In fact, the Republicans were not waging a war and many voters would have preferred that they do what they were elected to do in contradistinction to the appeasement the pacifist Democrats ran on. The electoral data contradict what Bartlett, Kirby, and Boaz imply the Republicans should take home from this election about the war, and the blogger Zombie notes polling data as further proof:
To the extent that the "war" is "unpopular," it's not for the reasons that the media is portraying. There is an anti-war movement, to be sure, but that's only half the equation. There's another huge segment of the population that is unhappy with the way the war is conducted because it is being waged too lightly. They want to see the overwhelming use of force, not the PC pussyfooting around that is the current modus operandi. Most polls ask the misleading question, "Do you approve of the way Bush is conducting the war?" and they get a 60% to 65% "Yes, I disapprove" response. But those polls are purposely designed to NOT ask the follow-up question, "Do you think the war is being waged to forcefully or too lightly?" I've seen just a handful of polls that did ask follow-up questions of that sort, and they all revealed that half of the disgruntled respondents were to the right of Bush. [bold added]
If there is one thing the Republicans should not do after this election, it is to continue to fail to stand up for our nation abroad. Not only does America's freedom depend upon the proper use of its military, Americans will firmly support the Republicans if they do so. The Republicans, if they ignore the Libertarians and listen instead to John Lewis, stand to do well by doing good.

-- CAV


Anonymous said...

I agree with you 100%. As you say you cannot have freedom without fighting against Islamo-Fascism and other forces of tyranny abroad.

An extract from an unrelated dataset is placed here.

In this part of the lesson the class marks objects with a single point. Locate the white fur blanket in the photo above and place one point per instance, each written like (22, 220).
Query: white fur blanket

I invite you to view my blog at

Seems like we're almost longlost twins, albeit perhaps from a different Mother?

Gus Van Horn said...


Although I am flattered to have been visited by such a prominent figure, I have to disagree. We certainly look alike on the surface, but we are not twins. One of us thinks political change can happen in a vacuum (i.e., without a broad cultural change within the electorate) and the other doesn't.

Given that I am accusing the majority of Libertarians of misleading (vice merely being mistaken) on the issue of the war, I wonder why you still regard yourself as a Libertarian.

Also, given that you invite me to your site, you seem to appreciate on some level the need for intellectual debate. But still, I must ask, "What need is there to belong to any political party in order to hold political debate?"

I am quite familiar with Libertarianism and reject it on principle for the same reason that Peter Schwartz once put so well: "Libertarianism deserves only one fundamental criticism: it does not value liberty." How can he say this and I agree? Because Libertarians cannot agree among themselves what constitutes "liberty" in the first place. The anti-war stance of Libertarians and the fact that anarchists feel comfortable in that party are symptoms of this problem. To call oneself a Libertarian is at best to fail to be clear about what one values and at worst to give credit where none is due (e.g., to anarchists) for standing up for freedom. In either case, the public debate is muddied when clarity is in urgent need.

And on that subject, might I invite you to peruse, "Libertarianism: The Perversion of Liberty", by Peter Schwartz?

The revolution not only will not be televised, it will be philosophical. Only then will politics improve.